Independent movement GetUp has released legal opinion that argues the “Malaysia Soultion” and other offshore processing options would be invalid even as the Gillard government makes further proposals to amend the Migration Act.

The opinion, drafted by Stephen Estcourt QC and Sydney University academics, considers the
Malaysia agreement and the amendments necessary for its adoption in the context Australia’s obligations under international law.

The legal advice suggests that any such arrangement may be in breach of obligations under Convention Relating to the Status of Refugees, the International Covenant on Civil and Political Rights and the Convention Against Torture and Other Cruel, Inhuman or Degrading Treatment or Punishment as well as Australia’s non-discrimination obligations under the Convention on the Elimination of All Forms of Racial Discrimination.

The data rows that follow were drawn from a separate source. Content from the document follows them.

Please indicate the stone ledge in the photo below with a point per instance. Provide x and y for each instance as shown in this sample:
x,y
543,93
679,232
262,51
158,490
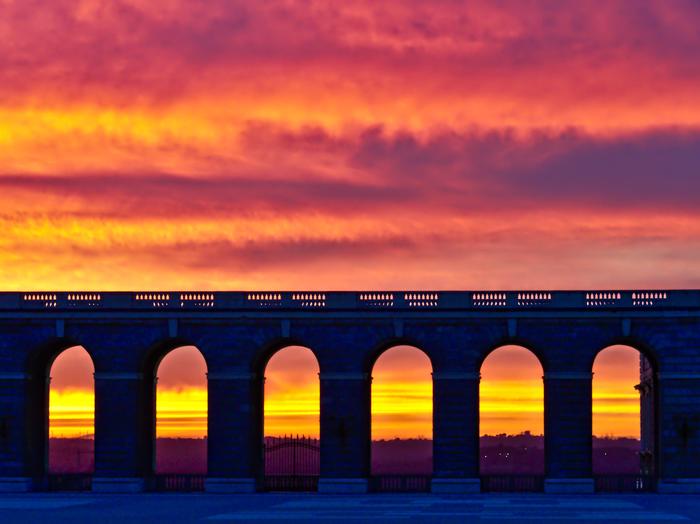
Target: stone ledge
x,y
118,485
456,485
580,485
15,484
341,486
230,485
678,486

In light of these proposed legislative changes, GetUp asked Mr Estcourt QC to advise whether offshore processing of unaccompanied children could ever be consistent with Australia’s international treaty obligations and/or customary international law.

“What the legal team found was that any agreement, including the arrangement proposed by the Gillard Government by which unaccompanied minor asylum seekers are transferred to a third country may lead to breaches of Australia’s international human rights obligations,” GetUp National Director Simon Sheikh said.

Mr Estcourt wrote in his findings, “Australia, as a party to the CRC, the ICCPR, the Refugee Convention and other key human rights instruments, has voluntarily committed to comply with their provisions in good faith and to take the necessary steps to give effect to those treaties under domestic law.

“In respect of unaccompanied children, real concerns arise as to whether such action could ever be compatible with the Convention on the Rights of the Child, which requires that in all actions concerning children, the best interests of the child be a primary consideration.”

“The transfer of asylum seekers to a third country for processing may increase the risk of
Australia breaching non-refoulement obligations under the Refugee Convention, and its related Protocol, the ICCPR and the CAT in respect to unaccompanied minor asylum seekers and asylum seekers generally.

“Further, the transfer of both accompanied and unaccompanied minors to a third country may breach non-refoulement obligations under the CRC.”